Can you figure out who killed Dr. Wilson, and why? I would say it was Dr. Miller. In the partial disk image there was a e-mail saying:
“I know how you’ve been obtaining our passwords to steal the exams
provide them to the students. You’ll see I have the proof in the
attachment. I expect you to resign your position and leave the
University at the end of the semester or I will be forced to
disclose this information and fire you.
The attachment contained a photo of Dr.
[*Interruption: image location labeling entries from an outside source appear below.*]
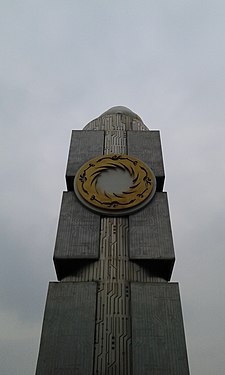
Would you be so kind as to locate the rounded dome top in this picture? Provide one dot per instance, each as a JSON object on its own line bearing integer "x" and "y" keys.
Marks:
{"x": 121, "y": 110}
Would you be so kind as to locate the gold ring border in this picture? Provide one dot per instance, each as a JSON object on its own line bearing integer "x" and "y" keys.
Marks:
{"x": 142, "y": 188}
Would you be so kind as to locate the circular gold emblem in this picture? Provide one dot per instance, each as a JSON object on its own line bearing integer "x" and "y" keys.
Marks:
{"x": 115, "y": 184}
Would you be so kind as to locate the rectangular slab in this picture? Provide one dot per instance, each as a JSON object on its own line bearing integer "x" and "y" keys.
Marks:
{"x": 158, "y": 341}
{"x": 77, "y": 235}
{"x": 67, "y": 340}
{"x": 150, "y": 236}
{"x": 146, "y": 146}
{"x": 84, "y": 145}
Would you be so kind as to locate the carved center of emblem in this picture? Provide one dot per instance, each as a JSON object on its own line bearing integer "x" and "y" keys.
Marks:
{"x": 114, "y": 181}
{"x": 114, "y": 184}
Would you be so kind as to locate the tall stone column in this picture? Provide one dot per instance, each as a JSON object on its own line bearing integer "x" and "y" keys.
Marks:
{"x": 114, "y": 311}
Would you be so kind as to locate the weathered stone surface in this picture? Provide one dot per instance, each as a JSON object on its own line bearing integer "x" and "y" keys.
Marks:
{"x": 67, "y": 341}
{"x": 84, "y": 146}
{"x": 77, "y": 236}
{"x": 147, "y": 147}
{"x": 150, "y": 236}
{"x": 158, "y": 341}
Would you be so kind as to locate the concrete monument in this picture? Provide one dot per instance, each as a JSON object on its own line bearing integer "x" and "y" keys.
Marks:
{"x": 114, "y": 311}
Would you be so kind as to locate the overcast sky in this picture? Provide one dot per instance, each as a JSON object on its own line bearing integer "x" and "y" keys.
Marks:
{"x": 62, "y": 64}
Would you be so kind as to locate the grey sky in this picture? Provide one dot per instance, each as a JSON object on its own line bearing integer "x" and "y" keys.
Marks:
{"x": 63, "y": 63}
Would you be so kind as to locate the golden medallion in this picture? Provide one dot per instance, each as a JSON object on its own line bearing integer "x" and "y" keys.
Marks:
{"x": 115, "y": 184}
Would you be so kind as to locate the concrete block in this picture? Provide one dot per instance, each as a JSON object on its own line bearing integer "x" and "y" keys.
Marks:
{"x": 147, "y": 147}
{"x": 150, "y": 237}
{"x": 67, "y": 340}
{"x": 77, "y": 235}
{"x": 85, "y": 145}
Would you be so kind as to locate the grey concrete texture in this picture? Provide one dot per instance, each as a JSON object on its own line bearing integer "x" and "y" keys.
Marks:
{"x": 78, "y": 235}
{"x": 150, "y": 236}
{"x": 158, "y": 340}
{"x": 146, "y": 146}
{"x": 84, "y": 146}
{"x": 67, "y": 341}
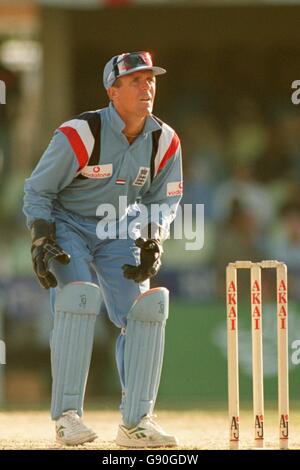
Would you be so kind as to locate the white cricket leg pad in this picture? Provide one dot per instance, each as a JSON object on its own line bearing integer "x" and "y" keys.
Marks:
{"x": 76, "y": 308}
{"x": 144, "y": 350}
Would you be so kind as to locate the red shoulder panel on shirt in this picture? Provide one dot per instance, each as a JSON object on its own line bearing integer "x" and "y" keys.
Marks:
{"x": 76, "y": 144}
{"x": 170, "y": 152}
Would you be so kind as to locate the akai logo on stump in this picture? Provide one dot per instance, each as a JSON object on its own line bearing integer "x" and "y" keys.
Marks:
{"x": 282, "y": 304}
{"x": 175, "y": 188}
{"x": 256, "y": 304}
{"x": 97, "y": 171}
{"x": 231, "y": 302}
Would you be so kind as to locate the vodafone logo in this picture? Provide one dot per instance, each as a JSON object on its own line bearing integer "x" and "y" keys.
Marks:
{"x": 98, "y": 171}
{"x": 175, "y": 188}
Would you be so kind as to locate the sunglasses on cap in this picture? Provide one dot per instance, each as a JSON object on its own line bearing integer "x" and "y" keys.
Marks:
{"x": 131, "y": 61}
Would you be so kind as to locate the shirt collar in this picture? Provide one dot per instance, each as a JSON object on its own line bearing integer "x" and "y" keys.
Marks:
{"x": 117, "y": 122}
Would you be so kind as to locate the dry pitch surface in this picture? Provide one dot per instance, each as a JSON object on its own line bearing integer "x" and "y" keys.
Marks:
{"x": 196, "y": 429}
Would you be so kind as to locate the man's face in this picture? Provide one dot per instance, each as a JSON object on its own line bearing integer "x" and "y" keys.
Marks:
{"x": 135, "y": 94}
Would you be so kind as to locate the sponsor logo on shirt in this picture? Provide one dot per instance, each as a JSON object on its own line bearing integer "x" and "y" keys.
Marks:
{"x": 175, "y": 188}
{"x": 120, "y": 181}
{"x": 98, "y": 171}
{"x": 142, "y": 176}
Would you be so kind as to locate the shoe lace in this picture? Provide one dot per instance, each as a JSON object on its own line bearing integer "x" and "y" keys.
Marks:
{"x": 151, "y": 420}
{"x": 74, "y": 418}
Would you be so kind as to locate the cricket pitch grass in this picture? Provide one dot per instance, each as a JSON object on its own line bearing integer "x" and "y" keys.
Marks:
{"x": 196, "y": 429}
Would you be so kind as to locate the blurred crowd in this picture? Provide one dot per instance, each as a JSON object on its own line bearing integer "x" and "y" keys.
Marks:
{"x": 245, "y": 169}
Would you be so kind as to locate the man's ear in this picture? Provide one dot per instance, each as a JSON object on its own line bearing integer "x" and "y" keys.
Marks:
{"x": 112, "y": 92}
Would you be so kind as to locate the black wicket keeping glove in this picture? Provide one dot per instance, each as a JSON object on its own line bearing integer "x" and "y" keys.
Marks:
{"x": 151, "y": 251}
{"x": 44, "y": 249}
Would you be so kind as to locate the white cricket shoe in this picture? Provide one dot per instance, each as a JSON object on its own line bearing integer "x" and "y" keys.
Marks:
{"x": 71, "y": 431}
{"x": 146, "y": 434}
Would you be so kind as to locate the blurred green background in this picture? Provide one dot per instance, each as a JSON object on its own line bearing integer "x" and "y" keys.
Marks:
{"x": 228, "y": 94}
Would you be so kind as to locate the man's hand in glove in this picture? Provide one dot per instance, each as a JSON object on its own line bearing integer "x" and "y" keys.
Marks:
{"x": 151, "y": 251}
{"x": 44, "y": 249}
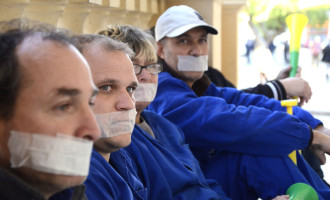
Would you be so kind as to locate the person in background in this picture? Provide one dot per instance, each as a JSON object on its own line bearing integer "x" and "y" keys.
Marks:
{"x": 238, "y": 138}
{"x": 326, "y": 59}
{"x": 158, "y": 152}
{"x": 46, "y": 122}
{"x": 155, "y": 133}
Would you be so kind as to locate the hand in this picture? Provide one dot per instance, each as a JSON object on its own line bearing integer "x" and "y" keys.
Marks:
{"x": 282, "y": 197}
{"x": 321, "y": 143}
{"x": 284, "y": 73}
{"x": 297, "y": 87}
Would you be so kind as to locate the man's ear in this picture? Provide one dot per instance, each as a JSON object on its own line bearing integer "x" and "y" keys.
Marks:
{"x": 160, "y": 50}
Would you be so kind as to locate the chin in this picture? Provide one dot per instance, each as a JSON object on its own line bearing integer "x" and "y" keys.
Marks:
{"x": 141, "y": 105}
{"x": 48, "y": 183}
{"x": 193, "y": 76}
{"x": 114, "y": 143}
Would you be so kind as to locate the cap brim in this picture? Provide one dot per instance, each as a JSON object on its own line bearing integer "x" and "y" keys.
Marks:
{"x": 183, "y": 29}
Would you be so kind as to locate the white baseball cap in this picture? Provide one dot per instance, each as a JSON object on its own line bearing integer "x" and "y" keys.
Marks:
{"x": 177, "y": 20}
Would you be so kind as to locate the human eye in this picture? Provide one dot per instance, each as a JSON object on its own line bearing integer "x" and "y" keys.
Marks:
{"x": 64, "y": 107}
{"x": 154, "y": 68}
{"x": 105, "y": 88}
{"x": 182, "y": 41}
{"x": 130, "y": 89}
{"x": 137, "y": 69}
{"x": 203, "y": 40}
{"x": 92, "y": 101}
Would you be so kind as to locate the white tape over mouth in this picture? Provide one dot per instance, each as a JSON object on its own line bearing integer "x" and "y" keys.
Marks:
{"x": 145, "y": 92}
{"x": 116, "y": 123}
{"x": 60, "y": 154}
{"x": 193, "y": 63}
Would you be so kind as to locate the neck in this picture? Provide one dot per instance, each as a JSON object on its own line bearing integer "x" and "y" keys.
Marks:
{"x": 106, "y": 156}
{"x": 189, "y": 83}
{"x": 137, "y": 118}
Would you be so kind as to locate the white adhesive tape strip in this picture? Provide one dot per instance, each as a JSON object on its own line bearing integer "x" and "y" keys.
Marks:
{"x": 60, "y": 154}
{"x": 116, "y": 123}
{"x": 145, "y": 92}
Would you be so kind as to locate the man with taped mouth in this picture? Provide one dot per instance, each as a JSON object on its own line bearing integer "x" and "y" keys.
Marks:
{"x": 238, "y": 138}
{"x": 113, "y": 74}
{"x": 47, "y": 126}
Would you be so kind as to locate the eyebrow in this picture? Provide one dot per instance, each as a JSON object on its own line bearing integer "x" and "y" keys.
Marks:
{"x": 68, "y": 92}
{"x": 74, "y": 92}
{"x": 111, "y": 81}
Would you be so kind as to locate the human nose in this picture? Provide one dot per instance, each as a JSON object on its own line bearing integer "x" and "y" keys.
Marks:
{"x": 144, "y": 76}
{"x": 125, "y": 102}
{"x": 88, "y": 126}
{"x": 196, "y": 49}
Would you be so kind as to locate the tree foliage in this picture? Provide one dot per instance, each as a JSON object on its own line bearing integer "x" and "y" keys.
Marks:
{"x": 267, "y": 17}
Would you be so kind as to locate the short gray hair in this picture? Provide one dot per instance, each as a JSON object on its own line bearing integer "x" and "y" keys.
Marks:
{"x": 85, "y": 40}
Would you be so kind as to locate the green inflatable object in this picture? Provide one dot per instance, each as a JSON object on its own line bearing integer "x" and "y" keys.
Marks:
{"x": 302, "y": 191}
{"x": 296, "y": 22}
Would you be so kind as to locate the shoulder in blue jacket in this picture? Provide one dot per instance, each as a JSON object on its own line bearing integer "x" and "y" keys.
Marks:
{"x": 165, "y": 165}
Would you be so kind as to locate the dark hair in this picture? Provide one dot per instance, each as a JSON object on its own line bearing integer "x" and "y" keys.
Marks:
{"x": 10, "y": 74}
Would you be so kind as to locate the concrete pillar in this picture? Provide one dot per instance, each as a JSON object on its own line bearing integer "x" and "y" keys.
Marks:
{"x": 12, "y": 9}
{"x": 44, "y": 11}
{"x": 229, "y": 39}
{"x": 74, "y": 16}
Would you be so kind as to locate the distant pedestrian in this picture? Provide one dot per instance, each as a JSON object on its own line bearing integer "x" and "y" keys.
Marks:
{"x": 326, "y": 59}
{"x": 249, "y": 47}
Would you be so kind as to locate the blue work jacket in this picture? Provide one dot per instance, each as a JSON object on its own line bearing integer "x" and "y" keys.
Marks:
{"x": 166, "y": 165}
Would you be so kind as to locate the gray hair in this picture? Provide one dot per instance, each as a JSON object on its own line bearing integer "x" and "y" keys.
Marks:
{"x": 108, "y": 44}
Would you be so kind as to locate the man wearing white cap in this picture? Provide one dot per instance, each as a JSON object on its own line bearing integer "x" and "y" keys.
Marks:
{"x": 238, "y": 138}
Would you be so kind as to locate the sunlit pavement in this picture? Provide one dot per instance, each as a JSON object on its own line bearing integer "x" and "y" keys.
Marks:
{"x": 263, "y": 61}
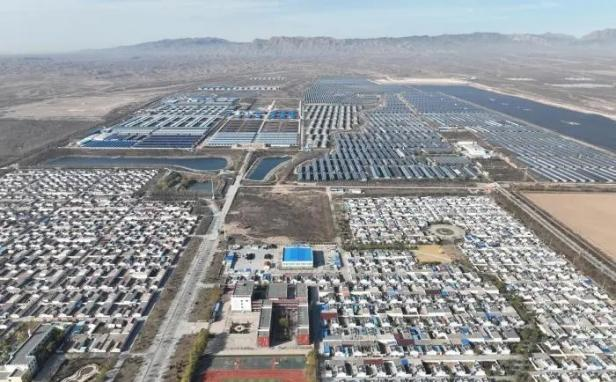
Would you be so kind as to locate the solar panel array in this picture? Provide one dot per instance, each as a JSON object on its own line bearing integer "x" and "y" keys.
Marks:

Miller’s office. In the photo one can see a box of – what I assume is – wireless camera. As the answer to question 2 explains, this was used to steal the exams and Dr. Miller feared for his reputation / position.
How were the passwords stolen to steal the exams? My theory is that using a wireless camera they were either read directly from the monitor, or the camera was used to capture the password as they were typed in.
Can you provide a copy of the cryptography final exam? Can you create an answer key? Foremost extract it from the partial drive image (together the Rick Astley video ;-)). On a sidenote, the email was not extracted by foremost (probably because the headers were badly damaged – for example the headers were entirely gone) and had to be extracted manually and the attachment decoded (for example by using the online Base64 decoder at: http://www.motobit.com/util/base64-decoder-encoder.asp).
The answers are:
The first question (a “shift” cypher with 16 places of shift)
a long time ago, in a galaxy far, far away it is a period of civil war. rebel spaceships, striking from a hidden base, have won their first victory against the evil galactic empire. during the battle, rebel spies managed to steal secret plans to the empire’s ultimate weapon, the death star, an armored space station with enough power to destroy an entire planet. pursued by the empire’s sinister agents, princess leia races home aboard her starship, custodian of the stolen plans that can save her people and restore freedom to the galaxy
The second one I didn’t manage to figure out.
The third one was coded using the Enigma algorithm. Given the specified settings one can use the many available simulators (for example the one at http://enigmaco.de/enigma/enigma.html) and get the decoded result: SOMEBODY SETUP US THE BOMB.
Also, provide some analysis of Velma’s incident handling
process. What did she do right? What should she have done differently?The most important problem is that – because of her not using a writeblocker – it will be hard to prove that the contents of the drive were not changed. Also here actions might have eradicated phisical evidence (fingerprints for example). What she did right was the fact that she imaged the drive and worked on the image, rather than working with the drive.